Tolstoï poursuit, sur un ton plus sévère encore : « Que les Hindous se plaignent d’avoir été réduits à l’esclavage par les Anglais est du même ordre que les individus qui s’adonnent à la boisson et qui accusent les marchands de vins de les avoir assujettis. Vous leur dites qu’ils peuvent s’abstenir de boire, mais ils répondent qu’ils y sont si habitués qu’ils ne peuvent s’en abstenir, et qu’ils trouvent nécessaire de boire pour maintenir leur niveau d’énergie. N’en va-t-il pas de même pour tout le monde, pour ces millions de gens qui se soumettent à quelques milliers ou centaines d’individus, qu’ils soient de leur propre pays ou d’un pays étranger ? Si les Hindous ont été asservis par la violence, c’est parce qu’eux-mêmes ont vécu par la violence, vivent par la violence, et ne reconnaissent pas la loi éternelle de l’amour, propre à l’humanité. » 

Il y a dans cette dernière phrase un regrettable préjugé au sujet des Hindous mais j’ai tenu à la citer car, lorsqu’on passe outre l’exemple pris, la thèse générale est digne d’intérêt : Tolstoï critique la vie violente et, en même temps, appelle à la rébellion contre la tyrannie. Car se rebeller contre un tyran n’est pas le symptôme d’une vie violente, c’est aimer. Au contraire, accepter la tyrannie, ne pas désobéir au tyran, voire admirer ce « vainqueur », croire que la force fait le droit, c’est vivre par la violence.
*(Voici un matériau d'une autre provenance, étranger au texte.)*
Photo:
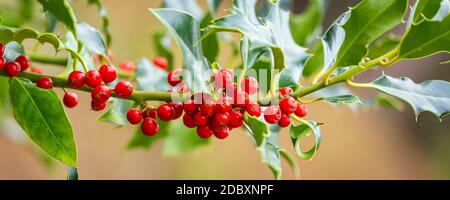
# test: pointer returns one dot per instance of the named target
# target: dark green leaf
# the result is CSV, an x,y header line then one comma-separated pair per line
x,y
185,29
150,78
425,39
299,133
62,11
105,20
306,26
41,115
181,140
427,10
368,21
383,46
92,40
432,96
190,7
211,45
388,101
259,129
343,99
213,6
162,47
72,173
270,31
117,113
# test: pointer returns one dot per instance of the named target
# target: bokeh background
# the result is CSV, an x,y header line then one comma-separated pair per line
x,y
365,144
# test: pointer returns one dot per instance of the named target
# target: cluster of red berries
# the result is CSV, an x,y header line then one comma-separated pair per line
x,y
14,68
288,105
97,80
216,116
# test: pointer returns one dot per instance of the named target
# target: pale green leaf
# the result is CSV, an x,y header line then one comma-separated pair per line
x,y
432,96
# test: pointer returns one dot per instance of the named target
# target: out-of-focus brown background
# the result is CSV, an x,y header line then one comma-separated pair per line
x,y
368,144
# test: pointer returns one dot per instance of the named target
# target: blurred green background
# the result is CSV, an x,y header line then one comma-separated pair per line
x,y
365,144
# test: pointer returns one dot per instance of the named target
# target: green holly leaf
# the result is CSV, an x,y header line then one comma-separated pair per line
x,y
181,140
384,46
299,133
346,42
62,11
185,29
213,5
117,112
388,101
307,25
432,96
150,78
426,39
92,40
270,31
41,115
266,140
161,43
8,34
342,99
190,7
105,20
428,10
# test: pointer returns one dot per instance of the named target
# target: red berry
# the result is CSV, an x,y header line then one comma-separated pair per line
x,y
24,62
250,85
70,99
174,77
285,91
95,106
108,73
101,94
2,63
12,69
224,104
208,108
37,71
128,66
284,121
236,119
149,127
77,79
2,49
217,126
93,78
222,118
302,110
241,99
253,110
45,83
177,108
200,120
204,132
190,107
166,112
288,105
272,115
161,62
188,121
223,79
134,116
183,88
152,113
222,134
123,89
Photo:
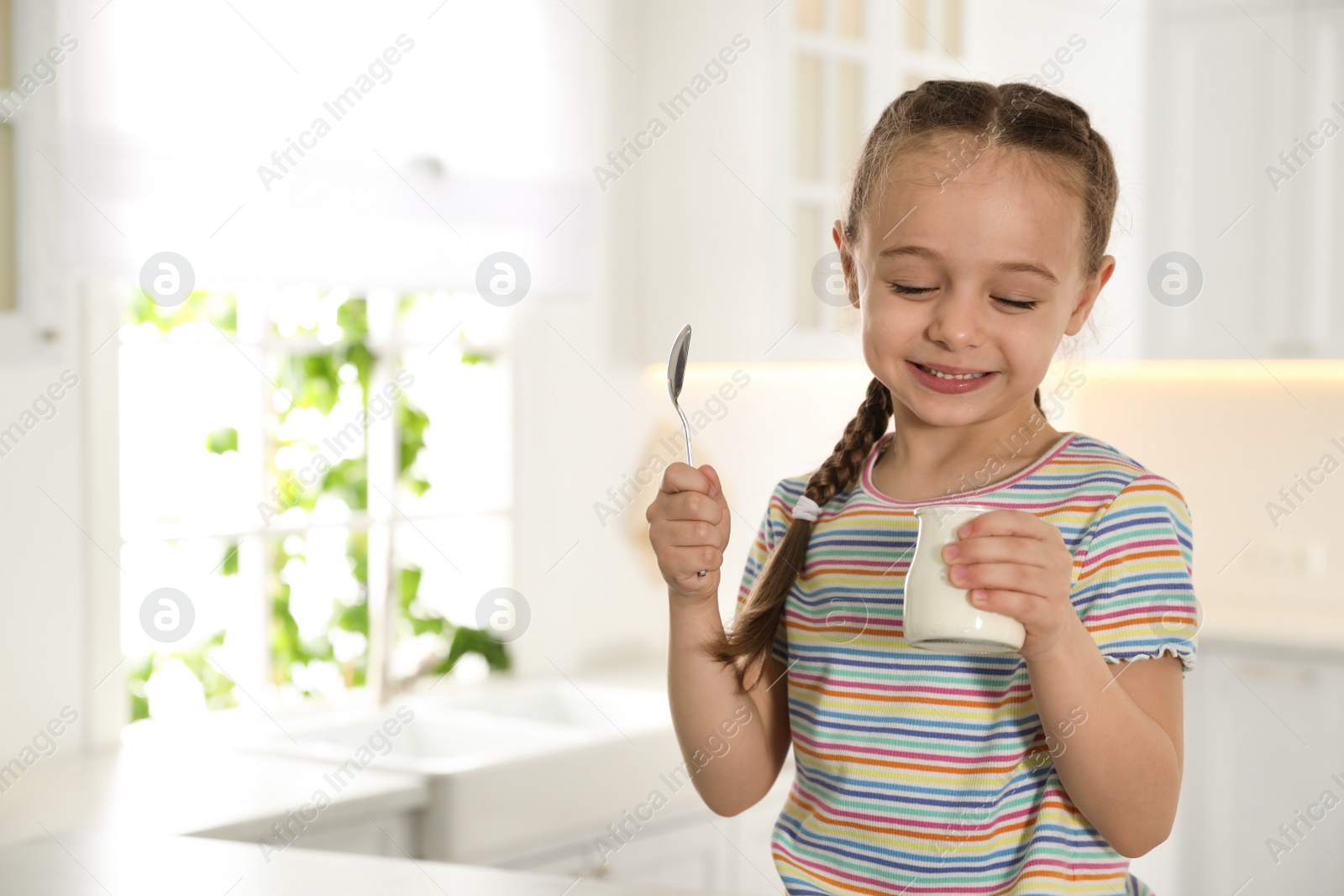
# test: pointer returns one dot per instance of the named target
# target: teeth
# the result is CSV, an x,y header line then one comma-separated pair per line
x,y
951,376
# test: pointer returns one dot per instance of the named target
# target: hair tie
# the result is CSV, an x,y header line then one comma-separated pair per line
x,y
806,510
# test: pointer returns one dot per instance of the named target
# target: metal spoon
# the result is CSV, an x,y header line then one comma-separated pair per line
x,y
676,376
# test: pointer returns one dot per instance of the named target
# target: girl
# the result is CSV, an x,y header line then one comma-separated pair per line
x,y
972,244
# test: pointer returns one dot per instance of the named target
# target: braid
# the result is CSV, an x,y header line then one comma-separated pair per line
x,y
756,626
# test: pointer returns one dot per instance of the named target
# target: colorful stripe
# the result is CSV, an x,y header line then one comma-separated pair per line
x,y
927,774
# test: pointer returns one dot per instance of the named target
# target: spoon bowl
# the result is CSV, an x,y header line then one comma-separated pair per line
x,y
676,376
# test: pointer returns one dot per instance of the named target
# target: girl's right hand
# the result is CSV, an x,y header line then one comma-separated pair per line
x,y
689,528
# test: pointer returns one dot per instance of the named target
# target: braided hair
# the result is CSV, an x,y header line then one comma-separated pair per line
x,y
1046,128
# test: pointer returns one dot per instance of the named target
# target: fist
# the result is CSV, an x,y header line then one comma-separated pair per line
x,y
689,530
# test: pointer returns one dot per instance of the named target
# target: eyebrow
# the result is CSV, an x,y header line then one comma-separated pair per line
x,y
1012,268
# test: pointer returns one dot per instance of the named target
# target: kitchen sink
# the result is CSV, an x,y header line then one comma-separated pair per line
x,y
515,768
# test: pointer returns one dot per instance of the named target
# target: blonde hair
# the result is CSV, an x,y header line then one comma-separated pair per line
x,y
1045,128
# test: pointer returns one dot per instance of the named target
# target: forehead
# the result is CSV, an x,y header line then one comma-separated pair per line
x,y
992,207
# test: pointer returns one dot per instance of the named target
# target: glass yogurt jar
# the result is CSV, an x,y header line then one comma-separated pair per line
x,y
938,616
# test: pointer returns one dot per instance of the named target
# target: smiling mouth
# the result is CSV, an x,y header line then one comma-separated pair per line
x,y
951,376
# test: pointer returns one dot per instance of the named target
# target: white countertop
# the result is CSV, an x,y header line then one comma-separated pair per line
x,y
102,864
181,789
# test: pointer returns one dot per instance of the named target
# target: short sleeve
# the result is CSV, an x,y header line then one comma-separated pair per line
x,y
1135,587
774,524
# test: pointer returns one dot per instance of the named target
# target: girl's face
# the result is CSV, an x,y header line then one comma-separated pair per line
x,y
983,275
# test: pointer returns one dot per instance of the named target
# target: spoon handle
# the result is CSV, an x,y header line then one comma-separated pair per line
x,y
690,458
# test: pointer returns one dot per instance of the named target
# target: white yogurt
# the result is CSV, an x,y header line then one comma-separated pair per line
x,y
938,616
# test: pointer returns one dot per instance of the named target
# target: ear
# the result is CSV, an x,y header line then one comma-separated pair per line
x,y
848,264
1088,296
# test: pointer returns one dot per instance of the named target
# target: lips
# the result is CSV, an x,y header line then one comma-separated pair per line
x,y
953,371
948,385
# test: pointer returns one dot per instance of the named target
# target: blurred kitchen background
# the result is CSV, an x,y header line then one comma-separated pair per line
x,y
333,340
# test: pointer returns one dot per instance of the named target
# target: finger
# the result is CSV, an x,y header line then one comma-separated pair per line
x,y
1001,547
685,563
689,533
717,492
1012,577
692,506
683,477
1008,523
1027,609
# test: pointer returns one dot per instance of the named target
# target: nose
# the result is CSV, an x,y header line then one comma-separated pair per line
x,y
956,322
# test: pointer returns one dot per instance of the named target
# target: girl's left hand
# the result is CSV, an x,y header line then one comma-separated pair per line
x,y
1021,564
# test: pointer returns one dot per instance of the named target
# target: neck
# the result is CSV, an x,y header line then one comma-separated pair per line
x,y
996,448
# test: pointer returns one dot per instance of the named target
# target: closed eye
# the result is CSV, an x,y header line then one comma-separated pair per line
x,y
920,291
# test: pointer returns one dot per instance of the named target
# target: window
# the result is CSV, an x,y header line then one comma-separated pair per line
x,y
304,469
842,73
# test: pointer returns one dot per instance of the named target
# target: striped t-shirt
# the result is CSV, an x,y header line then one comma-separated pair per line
x,y
929,774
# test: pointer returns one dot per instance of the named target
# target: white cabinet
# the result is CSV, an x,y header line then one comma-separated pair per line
x,y
1263,741
692,849
1243,176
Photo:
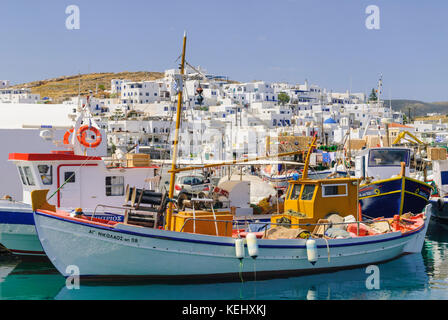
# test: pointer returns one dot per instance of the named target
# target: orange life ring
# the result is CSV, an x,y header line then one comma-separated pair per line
x,y
67,135
82,133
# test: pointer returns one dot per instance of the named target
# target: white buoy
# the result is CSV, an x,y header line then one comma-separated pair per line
x,y
311,251
239,248
252,246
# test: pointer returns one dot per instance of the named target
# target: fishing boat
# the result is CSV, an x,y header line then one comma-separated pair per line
x,y
74,180
440,198
202,247
199,245
389,189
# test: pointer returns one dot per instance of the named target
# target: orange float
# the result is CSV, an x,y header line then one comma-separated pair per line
x,y
82,134
67,136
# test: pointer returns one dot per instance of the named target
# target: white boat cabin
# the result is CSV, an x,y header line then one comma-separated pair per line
x,y
77,180
382,162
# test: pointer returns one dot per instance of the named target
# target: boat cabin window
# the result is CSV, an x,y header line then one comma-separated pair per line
x,y
334,190
308,192
295,192
115,186
28,176
69,177
388,157
22,176
46,173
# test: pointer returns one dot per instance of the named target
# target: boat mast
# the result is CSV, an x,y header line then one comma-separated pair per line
x,y
176,135
307,160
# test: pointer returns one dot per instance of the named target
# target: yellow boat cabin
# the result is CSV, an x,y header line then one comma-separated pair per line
x,y
307,201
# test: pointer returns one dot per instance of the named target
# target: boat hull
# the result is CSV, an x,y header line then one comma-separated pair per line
x,y
17,230
439,208
126,251
394,196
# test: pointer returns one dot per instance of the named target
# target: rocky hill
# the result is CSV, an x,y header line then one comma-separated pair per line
x,y
64,87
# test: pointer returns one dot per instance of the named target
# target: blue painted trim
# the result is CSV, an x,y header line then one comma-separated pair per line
x,y
220,243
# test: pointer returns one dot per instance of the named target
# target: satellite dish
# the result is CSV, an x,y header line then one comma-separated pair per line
x,y
47,135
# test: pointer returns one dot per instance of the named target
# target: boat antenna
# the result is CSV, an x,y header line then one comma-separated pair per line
x,y
176,134
308,155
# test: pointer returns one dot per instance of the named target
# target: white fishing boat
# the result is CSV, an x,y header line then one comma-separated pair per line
x,y
74,180
199,245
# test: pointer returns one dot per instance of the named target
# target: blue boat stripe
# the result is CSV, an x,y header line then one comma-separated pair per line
x,y
221,243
La violence du tyran est possible seulement parce qu’une partie significative du peuple adopte la violence comme norme de jugement.
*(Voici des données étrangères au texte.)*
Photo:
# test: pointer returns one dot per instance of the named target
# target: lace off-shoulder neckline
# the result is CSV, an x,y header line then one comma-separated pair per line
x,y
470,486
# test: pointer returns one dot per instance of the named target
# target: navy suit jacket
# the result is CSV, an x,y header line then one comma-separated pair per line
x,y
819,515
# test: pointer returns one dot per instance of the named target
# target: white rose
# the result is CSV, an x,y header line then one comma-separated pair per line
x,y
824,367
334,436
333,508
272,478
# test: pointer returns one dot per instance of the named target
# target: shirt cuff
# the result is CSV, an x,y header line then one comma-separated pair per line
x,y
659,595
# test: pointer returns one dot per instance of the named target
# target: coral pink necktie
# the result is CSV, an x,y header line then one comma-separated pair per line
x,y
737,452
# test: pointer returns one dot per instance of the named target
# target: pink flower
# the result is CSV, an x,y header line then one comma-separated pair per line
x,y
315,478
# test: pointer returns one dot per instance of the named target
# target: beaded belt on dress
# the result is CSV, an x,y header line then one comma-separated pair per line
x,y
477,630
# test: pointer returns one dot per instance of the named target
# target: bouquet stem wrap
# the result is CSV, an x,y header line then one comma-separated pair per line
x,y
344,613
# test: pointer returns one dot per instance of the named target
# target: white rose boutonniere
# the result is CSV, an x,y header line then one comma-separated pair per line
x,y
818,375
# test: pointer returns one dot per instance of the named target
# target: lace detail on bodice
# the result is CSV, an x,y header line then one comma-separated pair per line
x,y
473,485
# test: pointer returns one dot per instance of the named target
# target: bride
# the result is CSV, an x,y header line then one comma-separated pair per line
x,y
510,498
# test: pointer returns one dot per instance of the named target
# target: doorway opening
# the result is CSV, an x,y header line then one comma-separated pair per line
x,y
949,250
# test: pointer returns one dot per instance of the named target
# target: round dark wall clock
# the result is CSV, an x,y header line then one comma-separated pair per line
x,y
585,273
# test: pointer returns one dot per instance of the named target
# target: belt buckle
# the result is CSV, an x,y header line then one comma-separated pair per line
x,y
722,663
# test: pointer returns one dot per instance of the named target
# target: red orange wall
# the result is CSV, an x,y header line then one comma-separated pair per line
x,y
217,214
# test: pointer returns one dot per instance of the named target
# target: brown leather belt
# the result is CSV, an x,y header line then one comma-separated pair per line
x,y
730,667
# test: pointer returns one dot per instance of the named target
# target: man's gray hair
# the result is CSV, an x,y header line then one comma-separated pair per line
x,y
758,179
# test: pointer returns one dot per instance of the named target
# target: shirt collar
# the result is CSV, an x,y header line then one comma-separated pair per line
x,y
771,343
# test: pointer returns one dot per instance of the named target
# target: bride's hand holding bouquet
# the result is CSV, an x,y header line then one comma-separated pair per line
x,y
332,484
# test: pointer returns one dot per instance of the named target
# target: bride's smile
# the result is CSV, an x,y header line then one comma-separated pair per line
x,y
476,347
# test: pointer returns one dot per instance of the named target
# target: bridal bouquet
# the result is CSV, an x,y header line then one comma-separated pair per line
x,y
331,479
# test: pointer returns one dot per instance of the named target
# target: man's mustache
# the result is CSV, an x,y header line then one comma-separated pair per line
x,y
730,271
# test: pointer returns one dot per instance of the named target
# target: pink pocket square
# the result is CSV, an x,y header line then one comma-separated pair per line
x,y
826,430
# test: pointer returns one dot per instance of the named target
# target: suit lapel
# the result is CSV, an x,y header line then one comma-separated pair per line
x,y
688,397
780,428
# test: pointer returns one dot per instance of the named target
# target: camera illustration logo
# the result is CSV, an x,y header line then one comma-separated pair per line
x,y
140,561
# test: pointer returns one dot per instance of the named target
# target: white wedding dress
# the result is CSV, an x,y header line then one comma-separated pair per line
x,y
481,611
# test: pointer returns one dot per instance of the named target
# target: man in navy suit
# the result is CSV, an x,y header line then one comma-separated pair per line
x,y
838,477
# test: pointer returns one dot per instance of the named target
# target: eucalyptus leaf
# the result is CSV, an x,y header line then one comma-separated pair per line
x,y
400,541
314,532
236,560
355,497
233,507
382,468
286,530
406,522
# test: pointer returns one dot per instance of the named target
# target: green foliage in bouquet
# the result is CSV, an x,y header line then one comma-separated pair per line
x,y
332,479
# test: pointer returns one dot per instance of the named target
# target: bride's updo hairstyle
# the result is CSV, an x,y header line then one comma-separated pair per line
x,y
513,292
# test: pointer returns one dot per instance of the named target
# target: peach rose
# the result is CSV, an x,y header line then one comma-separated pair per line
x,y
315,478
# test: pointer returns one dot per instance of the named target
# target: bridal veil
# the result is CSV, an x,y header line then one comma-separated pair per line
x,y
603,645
L’héritage de La Boétie se trouve aussi chez Hume lorsqu’il écrit : « Si vous alliez prêcher, dans la plupart des contrées du monde, que les relations politiques sont entièrement fondées sur le consentement volontaire ou une promesse mutuelle, le magistrat vous ferait bientôt emprisonner comme séditieux, pour vouloir relâcher les nœuds de l’obéissance. »
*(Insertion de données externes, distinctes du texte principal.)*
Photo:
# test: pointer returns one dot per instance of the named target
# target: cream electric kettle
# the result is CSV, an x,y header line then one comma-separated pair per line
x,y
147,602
Ou encore, Henry David Thoreau s’inscrit dans la lignée de La Boétie lorsqu’il comprend que les individus peuvent renverser un régime grâce à la « désobéissance civile », laquelle peut passer par la fiscalité. Thoreau refusa de payer ses impôts puisqu’il était opposé à l’esclavage et que les impôts étaient nécessaires au maintien de l’esclavagisme américain. De manière générale, il est clair que, si une très grande partie du peuple cesse de payer ses impôts, le régime s’effondre à moyen terme, celui-ci ne pouvant même plus rémunérer sa police pour réprimer les contestataires.

Enfin, pour revenir à notre exemple initial, je pense au témoignage d’une femme russe qui assistait (non sans prendre des risques) aux funérailles de Navalny, opposant à la dictature de Poutine. Le journal Le Monde rapporte qu’elle est habituée des manifestations et qu’elle regrette de ne pas avoir été suffisamment rejointe par ses concitoyens. Elle imagine les différents présents et avenirs possibles si les mobilisations citoyennes avaient été plus massives. Ceci la conduit à estimer que le responsable du meurtre de Navalny n’est pas seulement Poutine, mais la Russie .

Voilà qui est encore pleinement fidèle à La Boétie. Par ailleurs, notons que cette femme dit cela dans un système extrêmement répressif. Cela signifie que, pour elle, même la menace de la répression extrême (emprisonnement, torture, meurtre) ne peut totalement excuser la soumission à la tyrannie. C’est là une position apparemment radicale sur laquelle nous reviendrons.

Les ressorts de la servitude volontaire

Graffiti à Genève, 2007.
Graffiti à Genève, 2007.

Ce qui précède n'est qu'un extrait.